Everyone is assumed innocent until proven guilty in America, unless, as photojournalist Kathleen Foster pointed out in a screening of her documentary ‘Point of Attack’ at Boston University College of Communication Tuesday night, you happen to look like a terrorist.
Foster’s documentary chronicles the plight of Muslim, Pakistani and South Asian immigrants who have experienced the racial profiling policies used by the federal government after the Sept. 11 terrorist attacks. It centers on the racial profiling of a few out of the 5,000 cases of Middle Eastern-American men who were detained and deported after 9/11.
Out of that 5,000, not one of them was found guilty of terrorist activity, according to Foster’s documentary.
‘I lived in Brooklyn, and on Sept. 11, I was in a local church that was filled with people congregated to comfort each other,’ Foster told an audience of about 15 people. ‘We were concerned because there was already anti-Muslim rhetoric on the radio. No one knew what had happened, but it seemed like something was building up.’

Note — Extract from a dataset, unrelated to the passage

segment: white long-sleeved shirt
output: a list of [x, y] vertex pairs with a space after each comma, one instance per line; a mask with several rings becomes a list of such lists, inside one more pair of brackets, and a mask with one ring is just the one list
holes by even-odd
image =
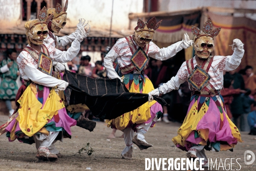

In the documentary, Pakistani-American citizen Faisal Ulvie said the Patriot Act allowed government officials to arrest and jail him-without reading him his Miranda rights- despite his repeated denial that he had no information about 9/11.
‘ ‘I lost my friends and my cousins,’ Ulvie said of his loved ones that turned away from him because of his arrest. ‘But who am I supposed to turn to?’
The documentary also followed the U.S. Immigration and Naturalization Service’s special registration process for immigrants, which meant long lines, interrogation and fingerprinting and missing lunch and dinner.
‘You are not going to be allowed an attorney there,’ an INS official told immigrants who were waiting in line, according to the documentary.
All the detainees featured in the film said no government officials ever told them what would happen to them. Their families repeatedly tried to locate their loved ones or any sort of evidence to redeem them but said the detainees were held for months, given hearings that carried on longer than a year.
‘What people don’t realize is that right now, this kind of thing is still going on,’ Massachusetts American Civil Liberties Union Director of Education Nancy Murray said. ‘They [the government officials] have a network of fusion centers with giant computers that do pattern analyses looking for terrorists in the U.S. There are also surveillance cameras everywhere, including Brookline and Cambridge.’
Vijay Shah, a Harvard Law School employee and Cambridge resident who attended the screening, said he knows how horrible racial profiling feels.
‘I was pulled out of an anti-war march while wandering around the perimeter of the 2004 Democratic National Convention because I had a full beard at the time,’ Shah said.
BU ACLU President Ryan Menezes said he found the INS official’s speech to the immigrants shocking.
‘That was the most shameless action of the INS in the documentary,’ Menezes, a College of Communication senior and former Daily Free Press reporter, said. ‘Is that even pretending to be legal?’
Foster urged BU students to be active against what she sees as the continued imperialistic goals of the American government.
‘The lives of so many people were totally destroyed by the government’s actions in 9/11,’ Foster told The Daily Free Press. ‘Since then, millions have died in the war in Iraq and thousands in Afghanistan. I think everyone here should join the anti-war movement. We need to do something to stop this war that is accelerating.’